The lead off track, "Angelicus," features Canadian opera singer Isabel Baryakdarian who does the aethereal soaring female voice dance-track thingy. It's very pretty. Channelling the Medieval Baebes, "Extollere" comes up next. Since it shares the same vocalist as "Aria" off the earlier "Poem" (Katherine Blake), it sounds quite similar, albeit significantly laid-back this time. Again, very pretty. "The Way You Want It To Be" is probably the most conventional of the songs on the album, showing a clear stylistic heritage dating back to "Semantic Spaces" in 1994. It's pretty too, in a husky sort of way. More dancefloor beats and (for variety) Indian-inflected soaring vocals follow on "Indoctrination". It too is a pretty song. "Self-saboteur" is the closest the album comes to a Top 40 track, using a singer (Delerium regular Kristy Thirsk) with a lower register and supported with more beeps and burbles from the omnipresent electronics. Still pretty though. Soaring the soprano's scales, Baryakdarian returns with "Lumenis", which really does showcase her ability to warble in an extremely pretty fashion. "Fleeting Instant" does the female breathy vocal thing which oddly hadn't appeared on the album prior to this point. It's of the very pretty breathy vocal type. There're some quite appealing piano lines in "Sister Sojurn Ghost" while another pretty female voice chants over the top; from the latinate styling I thought it was Katherine Blake again but it appears to be Kirsty Hawkshaw, another Nettwerk artist. "Lost And Found" is conceivably the other Top 40 outing on the album with a very catchy descant for the chorus but I suspect it would need a bit of remixing to make it more aggressive and less, oh help me here, pretty. Closing out the album is "Apparition" which sounds as if it's led by a boy soprano; it's much more choral than any of the earlier entries with a large portion dominated by the soaring heavenly voices. As a counterpoint to the opening "Angelicus" it fits extremely well, and is a very pretty piece to round off a very pretty album.

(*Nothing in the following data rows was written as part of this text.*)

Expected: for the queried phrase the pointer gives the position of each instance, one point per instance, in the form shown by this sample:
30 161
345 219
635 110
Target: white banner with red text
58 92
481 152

Most Delerium albums have at least one killer track. On this outing, it's "Tectonic Shift", an instrumental about half way through the album that's channelling its inner film score. There's lots of bass-work with a persistent drum line driving it forward, some rather Germanic wordless vocals, Arabic strings interspersed along with what could be a plucked banjo or sitar giving an otherworldly feel. It has this amazing ominous, almost foreboding sensation. It's striking, but it's not pretty. I love it.
Frankly, anything I have to say about this album is superfluous. Yes, it does sound gorgeous. Yes, it is formulaic. Yes, it does sound very similar to the earlier albums. However, if you've read this far, you're probably a Delerium fan, already have it and like it. On the off chance that you're not (or don't have it), give it a shot. If you didn't like it, go back and listen to "Tectonic Shift". The album's good. One might say it's pretty good, but that would be too obvious. Really.